On 4 February, PQN (Perinatal Quality Network) hosted a virtual special interest event on the topic of Diverse Motherhood.
Over 180 delegates attended, keen to expand their knowledge on improving diversity and inclusion in perinatal mental health services. The day was opened by Mary Ofori, Team Manager at Kensington, Chelsea and Westminster Perinatal Mental Health Team and PQN Advisory Group member, who set the tone and asked attendees to take a thoughtful, reflective approach with what they learned during the day. The PQN team facilitated the sessions and encouraged member services to mutually exchange their thoughts, ideas and questions at the end of each insightful presentation.
The first two sessions shared findings from recent studies, providing empirical evidence for the differences in access rates for ethnic minority patients in perinatal services, and exploring links between different types of stigma that may contribute to this.
A PQN patient representative then led a brilliant session around caring for a mother with Autism in perinatal services. The session was engagingly formatted as a conversation between the patient, the various professionals she previously worked with, and what they learnt from working with an Autistic mother.
This was followed by a moving session on wellbeing in culturally diverse communities, led by a Clinical Engagement, Access and Inclusion Coordinator and Consultant Psychiatrist from the Leeds Perinatal Mental Health Service.
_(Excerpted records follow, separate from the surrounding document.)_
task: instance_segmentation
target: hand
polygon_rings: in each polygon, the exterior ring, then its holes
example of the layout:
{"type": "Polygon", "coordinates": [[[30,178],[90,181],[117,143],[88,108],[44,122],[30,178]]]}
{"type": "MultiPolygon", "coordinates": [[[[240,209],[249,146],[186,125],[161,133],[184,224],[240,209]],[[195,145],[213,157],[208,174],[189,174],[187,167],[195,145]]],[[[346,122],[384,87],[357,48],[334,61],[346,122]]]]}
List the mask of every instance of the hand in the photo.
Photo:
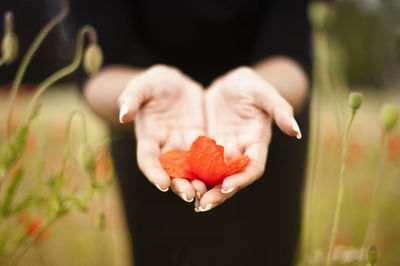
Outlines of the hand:
{"type": "Polygon", "coordinates": [[[289,136],[301,138],[290,104],[251,68],[217,79],[206,91],[205,105],[208,136],[225,147],[225,160],[244,154],[250,161],[243,172],[201,194],[199,211],[221,204],[263,174],[272,119],[289,136]]]}
{"type": "Polygon", "coordinates": [[[207,188],[200,180],[171,178],[160,155],[190,148],[204,135],[203,90],[179,70],[157,65],[134,77],[119,97],[120,122],[135,119],[137,160],[140,170],[158,189],[169,187],[187,202],[207,188]]]}

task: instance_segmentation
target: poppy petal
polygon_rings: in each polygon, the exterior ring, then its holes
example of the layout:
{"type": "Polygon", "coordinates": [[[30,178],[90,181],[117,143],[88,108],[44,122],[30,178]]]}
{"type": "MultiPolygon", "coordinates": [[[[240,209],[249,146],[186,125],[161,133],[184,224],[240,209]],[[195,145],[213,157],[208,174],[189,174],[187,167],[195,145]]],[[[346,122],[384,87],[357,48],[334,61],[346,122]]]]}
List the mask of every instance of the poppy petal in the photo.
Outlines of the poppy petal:
{"type": "Polygon", "coordinates": [[[190,147],[188,164],[201,181],[215,185],[224,173],[224,147],[213,139],[200,136],[190,147]]]}
{"type": "Polygon", "coordinates": [[[242,156],[239,156],[239,157],[229,160],[226,163],[224,177],[228,177],[228,176],[234,175],[236,173],[239,173],[241,170],[244,169],[244,167],[247,165],[249,160],[250,160],[250,158],[247,155],[242,155],[242,156]]]}
{"type": "Polygon", "coordinates": [[[171,150],[161,155],[160,162],[170,177],[193,180],[196,178],[187,163],[188,151],[171,150]]]}

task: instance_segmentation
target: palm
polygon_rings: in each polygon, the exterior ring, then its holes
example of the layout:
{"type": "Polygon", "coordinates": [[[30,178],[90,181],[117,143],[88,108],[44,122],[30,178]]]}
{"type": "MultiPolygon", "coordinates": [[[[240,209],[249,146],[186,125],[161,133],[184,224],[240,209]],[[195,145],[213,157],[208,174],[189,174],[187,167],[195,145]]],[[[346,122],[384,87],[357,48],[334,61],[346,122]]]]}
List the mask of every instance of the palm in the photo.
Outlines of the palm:
{"type": "Polygon", "coordinates": [[[224,80],[206,94],[207,128],[211,138],[225,147],[225,158],[242,155],[253,144],[267,146],[271,117],[257,107],[252,84],[224,80]]]}
{"type": "Polygon", "coordinates": [[[153,81],[149,99],[135,120],[136,136],[152,139],[161,152],[188,149],[197,136],[204,134],[201,88],[176,74],[153,81]]]}
{"type": "Polygon", "coordinates": [[[272,119],[287,134],[295,135],[290,105],[249,68],[239,68],[217,79],[205,96],[207,133],[225,147],[225,159],[247,155],[241,173],[227,177],[207,191],[200,210],[209,210],[231,197],[264,172],[272,119]]]}
{"type": "Polygon", "coordinates": [[[184,200],[205,190],[200,181],[171,179],[159,157],[172,149],[189,149],[204,135],[202,88],[176,69],[157,66],[135,78],[120,96],[121,121],[135,117],[138,165],[150,182],[162,191],[170,186],[184,200]],[[127,106],[127,107],[124,107],[127,106]]]}

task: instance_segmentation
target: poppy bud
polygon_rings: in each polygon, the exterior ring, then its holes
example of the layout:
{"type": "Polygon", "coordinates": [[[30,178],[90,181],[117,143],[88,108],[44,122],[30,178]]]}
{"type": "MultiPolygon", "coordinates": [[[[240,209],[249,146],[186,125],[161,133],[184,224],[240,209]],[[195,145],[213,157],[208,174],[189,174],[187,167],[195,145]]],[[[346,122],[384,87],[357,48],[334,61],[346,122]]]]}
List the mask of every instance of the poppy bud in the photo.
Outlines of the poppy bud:
{"type": "Polygon", "coordinates": [[[94,160],[94,154],[92,152],[92,150],[88,147],[88,145],[83,144],[80,148],[79,151],[79,156],[80,156],[80,162],[81,165],[83,167],[83,169],[85,169],[85,171],[88,174],[92,174],[95,171],[95,160],[94,160]]]}
{"type": "Polygon", "coordinates": [[[349,94],[349,106],[353,112],[357,111],[362,104],[362,94],[358,92],[351,92],[349,94]]]}
{"type": "Polygon", "coordinates": [[[18,56],[18,38],[13,32],[7,32],[1,42],[1,52],[7,64],[11,64],[18,56]]]}
{"type": "Polygon", "coordinates": [[[376,264],[378,261],[378,250],[375,246],[372,246],[368,249],[368,262],[372,266],[376,264]]]}
{"type": "Polygon", "coordinates": [[[103,64],[103,52],[97,43],[91,43],[85,50],[83,68],[88,75],[99,71],[103,64]]]}
{"type": "Polygon", "coordinates": [[[99,229],[104,229],[106,227],[106,215],[104,213],[100,213],[97,223],[99,229]]]}
{"type": "Polygon", "coordinates": [[[331,16],[332,9],[326,3],[313,2],[309,6],[309,18],[316,29],[324,29],[329,24],[331,16]]]}
{"type": "Polygon", "coordinates": [[[381,109],[381,122],[385,131],[392,130],[399,120],[399,111],[390,104],[385,104],[381,109]]]}

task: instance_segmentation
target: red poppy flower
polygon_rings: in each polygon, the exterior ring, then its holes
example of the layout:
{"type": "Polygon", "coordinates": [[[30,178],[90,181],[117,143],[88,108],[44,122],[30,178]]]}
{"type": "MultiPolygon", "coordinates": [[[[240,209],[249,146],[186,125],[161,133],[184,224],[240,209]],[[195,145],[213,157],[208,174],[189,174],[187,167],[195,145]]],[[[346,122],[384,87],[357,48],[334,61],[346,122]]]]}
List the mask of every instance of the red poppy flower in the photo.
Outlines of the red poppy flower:
{"type": "Polygon", "coordinates": [[[224,147],[206,136],[198,137],[189,151],[172,150],[160,157],[164,170],[170,177],[198,178],[206,184],[217,185],[228,176],[240,172],[249,157],[239,156],[228,162],[224,160],[224,147]]]}
{"type": "Polygon", "coordinates": [[[196,179],[187,163],[188,153],[185,150],[172,150],[161,155],[161,165],[170,177],[196,179]]]}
The speakers discussed groups they run at the service which offer peer support and provide a space to empower patients from various cultural backgrounds who do not feel they fit in with perinatal services or that their communities understand them.
After lunch, we had a session on ‘Supporting LGBT Pathways’ from the founder of the Charity ‘The LGBT Mummies Tribe’, who educated the audience on the impact of words used in clinical practice and how isolating it can be for a member of the LGBTQ community when they are othered in several areas in society, including in the healthcare system.
Our last speaker discussed the cultural understanding of mental health in the Black community as well as how harmful the stereotypes of the ‘strong Black Woman’ can be.
At the end of the day there were breakout rooms to give attendees the space to discuss and digest the information they had learned, and to inspire one another with the work they could implement in their services moving forward. Mary Ofori closed the event with an insightful reflection on the common thread throughout the day – it was uplifting and positive to see how curious and open to new ideas our attendees were. There were floods of praise for speakers, reflecting the impact that the sessions had and how enlightened people were.
Following the event, we received extremely positive and heartfelt feedback from attendees via the feedback form, social media and emails. In particular, attendees said they appreciated that through the this event, they learnt real practical tips for changes they could make to improve diversity and inclusion, rather than just the barriers being highlighted or ending the conversation at saying some groups are simply ‘hard to reach’.
The network continues to grow and learn new ways to improve practice and it was a privilege to be able to hold an event which for many, can inspire real change and improvements in delivering sensitive and individualised patient care.